The Truth Must Come Out..........

I am going to be totally honest with you. My name is not James, But Eric. I live in a mid-size city called Fresno. Its located just south of Sacramento and North of Bakersfield. I am sorry if i had mislead anybody in keeping my true name and city where i live. I created this blog to vent my life's problem when nobody gave crap about me and when i need help well i got the same answer every time. My name is Eric, and i am a gay Mormon, who is struggle with feeling that nobody in my YSA(Young Single Adult) ward of my religious beliefs. I am along and nobody seems that is not an issue, well i wish they would understand that it the whole part of my problems that i face every single day of my life. I don't know why it had happened but i am truly glad that it happened. For i know that i would not be the same person if i had have this challenge.
When i created this blog i deeply hope that my ward would read it, i was hoping that they would stubble upon and see the connection between this person and me and hopefully that they would make the connection of what i was going through and be there for me. Well some wishes will never come true.
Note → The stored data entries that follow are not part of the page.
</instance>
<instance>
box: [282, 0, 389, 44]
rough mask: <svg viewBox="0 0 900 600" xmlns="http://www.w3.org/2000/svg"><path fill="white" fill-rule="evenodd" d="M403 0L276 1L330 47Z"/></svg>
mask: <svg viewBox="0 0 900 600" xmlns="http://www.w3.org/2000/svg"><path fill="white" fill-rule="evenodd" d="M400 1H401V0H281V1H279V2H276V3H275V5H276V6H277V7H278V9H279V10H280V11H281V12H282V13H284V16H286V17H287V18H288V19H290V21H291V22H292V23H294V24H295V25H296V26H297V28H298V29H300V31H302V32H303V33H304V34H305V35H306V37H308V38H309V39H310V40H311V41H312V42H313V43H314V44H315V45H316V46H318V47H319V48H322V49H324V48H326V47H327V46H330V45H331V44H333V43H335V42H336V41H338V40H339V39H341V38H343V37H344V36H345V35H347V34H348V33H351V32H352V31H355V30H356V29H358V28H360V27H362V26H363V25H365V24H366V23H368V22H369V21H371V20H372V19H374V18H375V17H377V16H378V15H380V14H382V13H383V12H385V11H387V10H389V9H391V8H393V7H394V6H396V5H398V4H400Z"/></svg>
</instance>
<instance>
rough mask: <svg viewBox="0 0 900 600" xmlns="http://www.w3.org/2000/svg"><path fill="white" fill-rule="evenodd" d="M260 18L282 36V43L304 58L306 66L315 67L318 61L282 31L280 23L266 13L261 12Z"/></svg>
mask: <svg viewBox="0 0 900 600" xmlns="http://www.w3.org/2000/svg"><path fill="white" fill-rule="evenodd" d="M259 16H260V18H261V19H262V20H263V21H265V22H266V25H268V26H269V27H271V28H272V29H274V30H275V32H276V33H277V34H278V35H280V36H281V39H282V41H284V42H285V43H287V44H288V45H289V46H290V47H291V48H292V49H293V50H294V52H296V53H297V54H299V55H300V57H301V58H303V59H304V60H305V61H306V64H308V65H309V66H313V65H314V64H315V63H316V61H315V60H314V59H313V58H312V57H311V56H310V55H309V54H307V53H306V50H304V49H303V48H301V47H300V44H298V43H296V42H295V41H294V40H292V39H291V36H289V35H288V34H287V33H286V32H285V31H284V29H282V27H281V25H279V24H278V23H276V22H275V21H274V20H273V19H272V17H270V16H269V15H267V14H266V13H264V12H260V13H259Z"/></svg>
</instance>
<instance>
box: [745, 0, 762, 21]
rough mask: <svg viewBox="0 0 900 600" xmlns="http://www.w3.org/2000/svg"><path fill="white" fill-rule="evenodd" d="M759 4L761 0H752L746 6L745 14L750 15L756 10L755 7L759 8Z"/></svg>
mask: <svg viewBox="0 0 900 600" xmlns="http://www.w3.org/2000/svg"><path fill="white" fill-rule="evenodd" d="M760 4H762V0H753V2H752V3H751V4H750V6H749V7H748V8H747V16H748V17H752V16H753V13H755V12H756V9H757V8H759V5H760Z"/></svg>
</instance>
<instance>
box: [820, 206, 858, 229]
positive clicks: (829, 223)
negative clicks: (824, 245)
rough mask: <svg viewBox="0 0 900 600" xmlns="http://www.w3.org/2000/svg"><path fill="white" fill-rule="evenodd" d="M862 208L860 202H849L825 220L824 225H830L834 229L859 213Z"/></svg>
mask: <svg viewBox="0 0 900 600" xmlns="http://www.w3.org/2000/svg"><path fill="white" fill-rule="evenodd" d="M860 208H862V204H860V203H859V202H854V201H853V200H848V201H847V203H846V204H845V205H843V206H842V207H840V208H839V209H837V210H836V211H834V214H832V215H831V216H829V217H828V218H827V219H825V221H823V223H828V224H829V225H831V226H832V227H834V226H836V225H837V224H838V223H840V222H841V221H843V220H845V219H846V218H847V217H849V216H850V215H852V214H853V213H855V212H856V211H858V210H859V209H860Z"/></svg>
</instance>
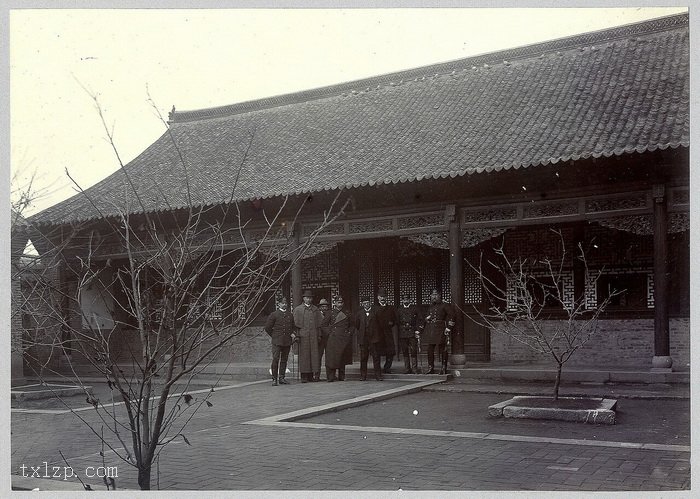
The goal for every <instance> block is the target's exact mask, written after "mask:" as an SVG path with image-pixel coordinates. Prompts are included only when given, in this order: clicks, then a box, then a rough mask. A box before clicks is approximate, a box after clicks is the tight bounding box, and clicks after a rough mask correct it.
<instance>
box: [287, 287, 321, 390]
mask: <svg viewBox="0 0 700 499" xmlns="http://www.w3.org/2000/svg"><path fill="white" fill-rule="evenodd" d="M313 297H314V295H313V293H312V292H311V291H309V290H307V291H304V294H303V295H302V300H303V301H304V303H302V304H301V305H299V306H297V307H296V308H295V309H294V314H293V315H294V327H295V328H296V329H297V336H299V372H301V382H302V383H308V382H309V381H319V380H320V378H319V376H320V373H321V363H320V361H319V358H318V338H319V335H320V333H321V331H320V329H321V322H322V321H323V315H322V314H321V311H320V310H319V309H318V307H317V306H316V305H314V304H313Z"/></svg>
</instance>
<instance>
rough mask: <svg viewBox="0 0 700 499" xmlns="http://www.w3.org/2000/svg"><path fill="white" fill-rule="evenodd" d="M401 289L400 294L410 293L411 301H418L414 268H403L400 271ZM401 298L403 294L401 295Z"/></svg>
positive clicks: (399, 298) (400, 288)
mask: <svg viewBox="0 0 700 499" xmlns="http://www.w3.org/2000/svg"><path fill="white" fill-rule="evenodd" d="M399 291H400V293H399V294H400V295H404V294H408V295H409V296H410V297H411V303H417V296H416V294H417V291H418V289H417V285H416V271H415V270H414V269H401V270H400V271H399ZM399 299H401V296H399Z"/></svg>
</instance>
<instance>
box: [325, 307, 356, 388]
mask: <svg viewBox="0 0 700 499" xmlns="http://www.w3.org/2000/svg"><path fill="white" fill-rule="evenodd" d="M329 315H330V320H329V321H328V324H329V325H328V329H329V331H328V343H327V344H326V380H327V381H329V382H332V381H335V380H336V376H335V373H336V369H337V371H338V378H337V379H338V381H345V366H346V365H348V364H352V334H353V332H354V328H353V324H352V320H351V318H352V317H351V315H350V312H349V311H348V310H347V309H346V308H344V301H343V297H342V296H338V297H336V299H335V301H334V303H333V310H331V311H330V312H329Z"/></svg>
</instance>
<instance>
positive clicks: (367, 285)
mask: <svg viewBox="0 0 700 499" xmlns="http://www.w3.org/2000/svg"><path fill="white" fill-rule="evenodd" d="M358 262H359V265H358V267H359V268H358V277H359V286H358V291H359V292H360V299H362V297H365V296H366V297H368V298H369V299H370V302H372V301H374V298H373V297H372V295H373V294H374V289H373V288H374V255H373V254H372V253H371V252H370V251H368V250H362V251H360V252H359V255H358Z"/></svg>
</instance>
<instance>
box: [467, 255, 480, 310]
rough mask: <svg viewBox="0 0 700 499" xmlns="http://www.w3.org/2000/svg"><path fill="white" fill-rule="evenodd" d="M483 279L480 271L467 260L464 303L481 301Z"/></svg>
mask: <svg viewBox="0 0 700 499" xmlns="http://www.w3.org/2000/svg"><path fill="white" fill-rule="evenodd" d="M481 300H482V297H481V280H480V279H479V273H478V272H477V271H476V270H474V269H473V268H471V267H470V266H469V264H467V263H466V262H465V265H464V303H481Z"/></svg>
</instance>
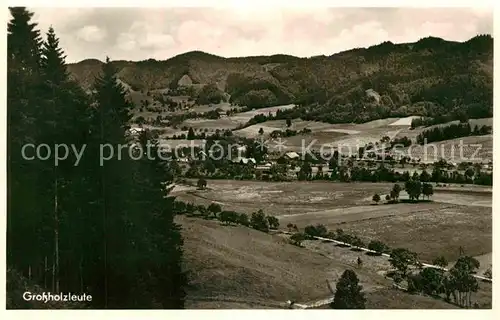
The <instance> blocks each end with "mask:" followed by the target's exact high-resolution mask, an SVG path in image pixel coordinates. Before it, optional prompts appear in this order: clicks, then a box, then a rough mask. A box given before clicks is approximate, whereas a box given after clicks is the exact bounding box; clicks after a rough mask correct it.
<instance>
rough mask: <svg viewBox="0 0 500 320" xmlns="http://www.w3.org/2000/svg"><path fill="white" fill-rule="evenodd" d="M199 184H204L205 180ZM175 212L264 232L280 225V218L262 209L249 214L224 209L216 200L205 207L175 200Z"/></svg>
mask: <svg viewBox="0 0 500 320" xmlns="http://www.w3.org/2000/svg"><path fill="white" fill-rule="evenodd" d="M199 184H203V182H200V183H199ZM174 212H175V214H186V215H188V216H192V217H196V216H201V217H203V218H205V219H217V220H219V221H220V222H222V223H223V224H225V225H232V224H234V225H242V226H245V227H250V228H253V229H255V230H259V231H262V232H269V230H277V229H278V228H279V225H280V224H279V220H278V218H276V217H275V216H271V215H266V214H265V213H264V211H263V210H262V209H260V210H258V211H256V212H253V213H252V214H251V215H250V216H248V215H247V214H246V213H238V212H236V211H232V210H223V209H222V207H221V205H220V204H218V203H215V202H213V203H211V204H210V205H208V206H207V207H205V206H203V205H195V204H193V203H185V202H183V201H175V203H174Z"/></svg>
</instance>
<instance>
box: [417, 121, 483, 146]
mask: <svg viewBox="0 0 500 320" xmlns="http://www.w3.org/2000/svg"><path fill="white" fill-rule="evenodd" d="M492 130H493V128H492V127H491V126H487V125H483V126H481V127H479V126H477V125H476V126H474V129H472V127H471V125H470V124H469V123H468V122H467V123H458V124H450V125H448V126H442V127H436V128H433V129H429V130H425V131H423V132H422V133H421V134H419V135H418V136H417V143H419V144H422V145H423V144H425V143H431V142H436V141H443V140H449V139H455V138H461V137H468V136H481V135H486V134H491V133H492Z"/></svg>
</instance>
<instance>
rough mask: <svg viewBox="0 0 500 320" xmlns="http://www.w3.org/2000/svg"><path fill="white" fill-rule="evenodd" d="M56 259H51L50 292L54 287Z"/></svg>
mask: <svg viewBox="0 0 500 320" xmlns="http://www.w3.org/2000/svg"><path fill="white" fill-rule="evenodd" d="M55 281H56V259H53V260H52V288H51V290H50V291H51V292H55V291H54V289H55V287H56V283H55Z"/></svg>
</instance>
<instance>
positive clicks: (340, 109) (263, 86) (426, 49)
mask: <svg viewBox="0 0 500 320" xmlns="http://www.w3.org/2000/svg"><path fill="white" fill-rule="evenodd" d="M111 58H112V57H111ZM114 63H115V65H116V67H117V68H118V70H119V73H118V77H119V78H120V79H121V80H122V81H124V82H125V83H127V84H128V85H130V86H131V88H132V89H133V90H143V91H149V90H154V89H166V88H169V89H170V90H171V91H170V92H171V94H172V95H173V94H176V93H179V94H180V93H184V94H186V93H187V94H188V95H192V96H198V95H200V94H203V95H207V96H208V98H209V100H210V99H213V100H218V99H220V98H222V97H224V96H226V97H227V96H228V95H227V94H229V95H230V100H231V102H234V103H235V104H240V105H247V106H250V107H254V108H259V107H263V106H269V105H278V104H288V103H297V104H300V105H301V108H298V109H297V110H296V111H294V112H295V114H293V115H291V116H294V117H298V116H300V117H302V118H307V119H321V120H323V121H328V122H344V121H349V122H350V121H358V122H361V121H366V120H369V119H374V118H384V117H388V116H406V115H414V114H421V115H427V116H438V115H441V116H443V115H446V114H449V115H451V116H453V115H455V114H457V111H460V112H462V113H466V114H468V115H469V116H470V117H489V116H492V109H493V108H492V106H493V38H492V37H491V36H490V35H480V36H476V37H474V38H472V39H470V40H468V41H465V42H452V41H446V40H443V39H440V38H434V37H427V38H423V39H421V40H419V41H417V42H415V43H405V44H393V43H391V42H384V43H381V44H379V45H376V46H372V47H369V48H358V49H352V50H349V51H344V52H341V53H337V54H334V55H331V56H316V57H311V58H298V57H293V56H289V55H273V56H257V57H241V58H223V57H219V56H215V55H211V54H208V53H204V52H200V51H194V52H188V53H185V54H181V55H178V56H175V57H173V58H171V59H168V60H165V61H157V60H152V59H150V60H146V61H140V62H130V61H115V62H114ZM100 69H101V62H100V61H98V60H84V61H81V62H79V63H76V64H72V65H70V66H69V70H70V71H71V73H72V75H73V77H74V78H75V79H77V80H78V81H79V82H80V83H81V84H82V85H83V86H84V87H86V88H88V87H90V86H91V85H92V82H93V79H94V77H95V75H96V74H97V73H98V72H99V71H100ZM203 88H204V89H203ZM224 93H227V94H224Z"/></svg>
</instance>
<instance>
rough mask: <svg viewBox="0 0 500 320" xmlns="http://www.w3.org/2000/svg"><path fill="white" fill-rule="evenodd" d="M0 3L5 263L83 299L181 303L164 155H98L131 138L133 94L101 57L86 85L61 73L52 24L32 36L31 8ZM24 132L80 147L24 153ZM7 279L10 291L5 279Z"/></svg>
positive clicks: (116, 145) (67, 74)
mask: <svg viewBox="0 0 500 320" xmlns="http://www.w3.org/2000/svg"><path fill="white" fill-rule="evenodd" d="M9 10H10V14H11V19H10V21H9V23H8V26H7V30H8V40H7V72H8V74H7V77H8V81H7V106H8V107H7V115H8V135H7V137H8V139H7V145H8V146H7V149H8V160H7V166H8V169H7V172H8V176H7V181H8V196H7V265H8V268H9V269H10V270H16V271H17V272H18V273H19V274H20V275H21V276H22V277H24V278H25V279H28V280H29V281H30V282H32V283H34V284H35V285H36V286H39V287H42V288H44V291H50V292H52V293H59V292H86V293H88V294H90V295H92V301H91V302H89V304H90V307H92V308H118V309H119V308H164V309H169V308H175V309H178V308H183V306H184V296H185V289H184V288H185V285H186V280H187V279H186V276H185V274H184V272H183V271H182V267H181V262H182V237H181V234H180V230H179V229H180V227H179V226H178V225H177V224H175V223H174V221H173V218H174V214H173V209H172V208H173V199H172V198H171V197H168V188H167V186H168V185H169V184H170V183H171V181H172V179H171V176H169V175H168V174H167V172H168V171H167V170H166V168H167V167H168V166H169V163H165V162H161V161H159V160H156V159H155V160H151V159H148V157H146V156H145V155H143V157H141V158H140V160H135V159H134V160H132V159H131V158H129V157H127V156H126V155H122V157H121V160H119V159H120V158H118V157H113V159H110V160H109V161H106V162H105V163H104V164H102V165H101V163H100V157H99V155H100V152H99V150H100V146H102V145H105V144H110V145H113V146H118V145H127V144H128V143H130V141H128V140H127V138H126V131H127V130H128V128H129V126H128V123H129V121H130V118H131V116H130V110H131V109H132V105H131V103H130V102H129V101H128V100H127V99H126V96H125V95H126V93H125V90H124V88H123V87H122V86H121V85H120V84H117V81H116V77H115V74H116V71H115V69H114V68H113V66H112V65H111V63H110V60H109V59H106V63H105V64H104V65H103V67H102V68H103V69H102V72H101V73H100V75H99V77H98V78H97V79H96V81H95V85H94V88H93V89H94V90H93V94H92V95H91V96H89V95H87V94H86V93H85V92H84V91H83V90H82V89H81V88H80V87H79V85H77V84H76V83H75V82H73V81H72V80H71V79H70V77H69V74H68V71H67V68H66V63H65V60H64V59H65V58H64V53H63V51H62V49H61V48H60V46H59V40H58V38H57V36H56V34H55V32H54V30H53V29H52V28H50V29H49V30H48V33H47V39H46V41H42V39H41V36H40V31H39V30H37V26H36V24H35V23H33V21H32V16H33V13H32V12H29V11H28V10H27V9H26V8H24V7H15V8H9ZM149 139H150V138H149V137H148V136H146V135H142V136H141V137H140V138H139V140H138V141H137V143H140V144H142V145H144V144H145V141H146V140H149ZM153 142H154V141H153ZM29 143H32V144H34V145H40V144H47V145H49V146H54V145H67V146H70V145H74V146H75V147H77V148H78V149H82V146H84V145H85V146H86V148H85V152H84V154H83V156H82V158H81V159H80V162H79V163H78V164H76V163H75V158H74V157H71V156H69V157H68V158H67V159H65V160H60V159H59V162H56V157H55V155H54V152H52V153H51V154H50V155H49V157H48V159H44V160H42V159H40V158H35V159H33V160H29V159H30V158H26V157H24V156H23V154H22V150H23V149H22V148H23V146H25V145H26V144H29ZM143 149H144V150H145V149H146V148H143ZM52 151H53V150H52ZM137 152H138V151H137ZM137 152H136V154H135V155H134V156H137V155H138V154H137ZM9 274H12V273H8V276H9ZM8 283H9V284H10V285H9V286H8V287H7V296H8V297H9V296H10V295H12V294H13V293H14V292H16V288H13V287H12V284H15V283H16V282H15V281H14V282H13V281H8ZM138 292H140V294H137V293H138ZM9 301H13V300H12V299H11V300H9ZM16 307H19V306H17V305H9V306H8V308H16Z"/></svg>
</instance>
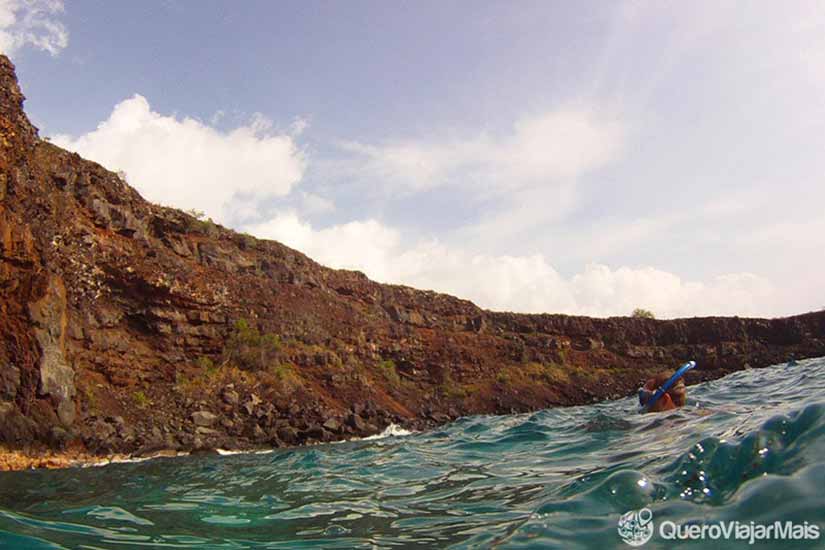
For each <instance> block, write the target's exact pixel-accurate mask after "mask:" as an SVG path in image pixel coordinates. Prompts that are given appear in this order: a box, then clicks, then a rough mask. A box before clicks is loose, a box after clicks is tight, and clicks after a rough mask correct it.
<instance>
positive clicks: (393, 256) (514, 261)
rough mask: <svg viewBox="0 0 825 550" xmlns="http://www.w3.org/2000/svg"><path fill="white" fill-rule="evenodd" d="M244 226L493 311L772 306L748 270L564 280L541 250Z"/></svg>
mask: <svg viewBox="0 0 825 550" xmlns="http://www.w3.org/2000/svg"><path fill="white" fill-rule="evenodd" d="M247 229H248V230H249V231H250V232H251V233H252V234H254V235H257V236H259V237H265V238H272V239H277V240H280V241H281V242H284V243H285V244H287V245H289V246H292V247H294V248H297V249H299V250H301V251H303V252H305V253H307V254H309V255H310V256H311V257H312V258H314V259H315V260H317V261H320V262H321V263H324V264H326V265H330V266H332V267H336V268H347V269H359V270H362V271H364V272H365V273H366V274H367V275H368V276H370V277H371V278H373V279H376V280H378V281H382V282H392V283H402V284H408V285H411V286H414V287H418V288H427V289H433V290H437V291H440V292H446V293H449V294H453V295H456V296H459V297H462V298H467V299H470V300H472V301H474V302H475V303H476V304H478V305H480V306H482V307H485V308H489V309H494V310H510V311H519V312H527V313H543V312H549V313H571V314H585V315H596V316H609V315H628V314H629V313H630V312H631V311H632V310H633V309H635V308H637V307H644V308H646V309H650V310H652V311H654V312H655V313H656V314H657V315H658V316H659V317H681V316H691V315H712V314H718V315H760V314H761V315H764V314H768V313H773V312H774V311H775V310H774V309H773V308H774V307H775V305H776V304H775V299H776V289H775V288H774V287H773V286H772V285H771V284H770V282H768V281H767V280H765V279H763V278H761V277H758V276H756V275H753V274H750V273H736V274H725V275H720V276H717V277H714V278H712V279H711V280H709V281H706V282H702V281H686V280H683V279H682V278H680V277H679V276H677V275H675V274H673V273H669V272H666V271H661V270H658V269H654V268H652V267H639V268H630V267H619V268H617V269H611V268H609V267H608V266H605V265H600V264H589V265H587V266H586V267H585V268H584V270H583V271H582V272H581V273H578V274H576V275H574V276H572V277H567V278H566V277H563V276H562V275H560V274H559V273H558V272H557V271H556V270H555V269H554V268H553V266H552V265H551V264H550V262H548V260H547V259H546V258H545V257H544V256H543V255H541V254H533V255H526V256H508V255H502V256H492V255H486V254H474V253H471V252H470V251H467V250H462V249H459V248H454V247H449V246H446V245H444V244H442V243H439V242H438V241H422V242H419V243H417V244H415V245H413V246H409V247H407V246H404V244H403V240H402V237H401V234H400V233H399V232H398V231H396V230H394V229H392V228H390V227H387V226H385V225H383V224H381V223H380V222H378V221H376V220H367V221H356V222H350V223H346V224H342V225H337V226H332V227H329V228H325V229H321V230H316V229H314V228H313V227H312V226H311V225H310V224H309V223H307V222H304V221H302V220H301V219H300V218H299V217H298V216H297V215H296V214H295V213H294V212H287V213H283V214H281V215H278V216H276V217H275V218H273V219H272V220H270V221H269V222H267V223H264V224H259V225H256V226H251V227H248V228H247Z"/></svg>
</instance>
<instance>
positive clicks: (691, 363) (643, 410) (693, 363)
mask: <svg viewBox="0 0 825 550" xmlns="http://www.w3.org/2000/svg"><path fill="white" fill-rule="evenodd" d="M695 366H696V361H688V362H687V363H685V364H684V365H682V366H681V367H679V370H677V371H676V372H674V373H673V376H671V377H670V378H668V379H667V382H665V383H664V384H662V385H661V386H660V387H659V389H657V390H656V391H651V390H648V389H646V388H644V387H641V388H639V412H645V411H647V410H648V409H650V407H652V406H653V405H654V404H655V403H656V401H658V400H659V399H661V398H662V396H663V395H664V394H665V393H667V390H669V389H670V388H672V387H673V384H675V383H676V382H677V381H678V380H679V379H680V378H681V377H683V376H684V375H685V373H686V372H687V371H689V370H690V369H692V368H693V367H695Z"/></svg>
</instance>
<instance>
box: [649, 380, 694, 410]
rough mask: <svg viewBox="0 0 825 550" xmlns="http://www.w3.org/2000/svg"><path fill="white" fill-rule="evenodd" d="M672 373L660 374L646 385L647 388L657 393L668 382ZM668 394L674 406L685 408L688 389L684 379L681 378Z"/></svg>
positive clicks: (686, 400)
mask: <svg viewBox="0 0 825 550" xmlns="http://www.w3.org/2000/svg"><path fill="white" fill-rule="evenodd" d="M671 374H672V373H669V372H660V373H659V374H657V375H656V376H654V377H653V378H651V379H649V380H648V381H647V383H646V384H645V387H646V388H647V389H649V390H653V391H656V389H657V388H660V387H661V386H662V384H664V383H665V382H667V381H668V379H669V378H670V376H671ZM667 394H668V395H669V396H670V399H671V400H672V401H673V404H674V405H676V406H677V407H684V406H685V402H686V401H687V387H686V386H685V381H684V379H682V378H680V379H679V380H677V381H676V383H675V384H673V385H672V386H671V387H670V389H669V390H667Z"/></svg>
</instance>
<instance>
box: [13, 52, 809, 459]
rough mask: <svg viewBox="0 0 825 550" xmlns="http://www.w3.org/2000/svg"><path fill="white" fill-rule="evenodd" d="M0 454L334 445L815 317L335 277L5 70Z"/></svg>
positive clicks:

As it is i have only two followers and i am grateful for there support even if they never responded to anything that i had posted.
I wish my ward would understand the problems i face each day as i go outside. Each time i see a guy, oh how i wish we could be friends, and more. The one thing i lack as a child and deeply desire is the safe contact from another male friends who understands who understand and is willing to help. But I know that this will never be because the members of my ward are too single mined and afraid or scared of what may come. My deepest desire is too lay my head down on a guy lap and listen to soothing music as we talk about just general stuff. I would most likely fall asleep but i knowing that there was a person looking out for me is the most sweet thing my heart yearns for.
All post are real i might have changed the names of the people, since i was to respect (some of) them. I don't whats going to happen in the future with the way that things are. And be honest i hear for a couple of people that my ward really want to help me but they just don't know how....well here's how: TALK TO ME, BECOME A FRIEND TO ME. That simple, and that all i ask. Well that's not true, I want more than a friendship, i want to normal.

Comments

  1. I know it's hard being gay and mormon, luckly I have a few close friends and a bishop in my singles ward who know about me and love and support me regardless. I wish members would stop being so closed minded and Love as Jesus would. Hang in there bro. Also what has helped me with the depressed side of life is going outside for a walk, or go hiking. I hope things get better friend!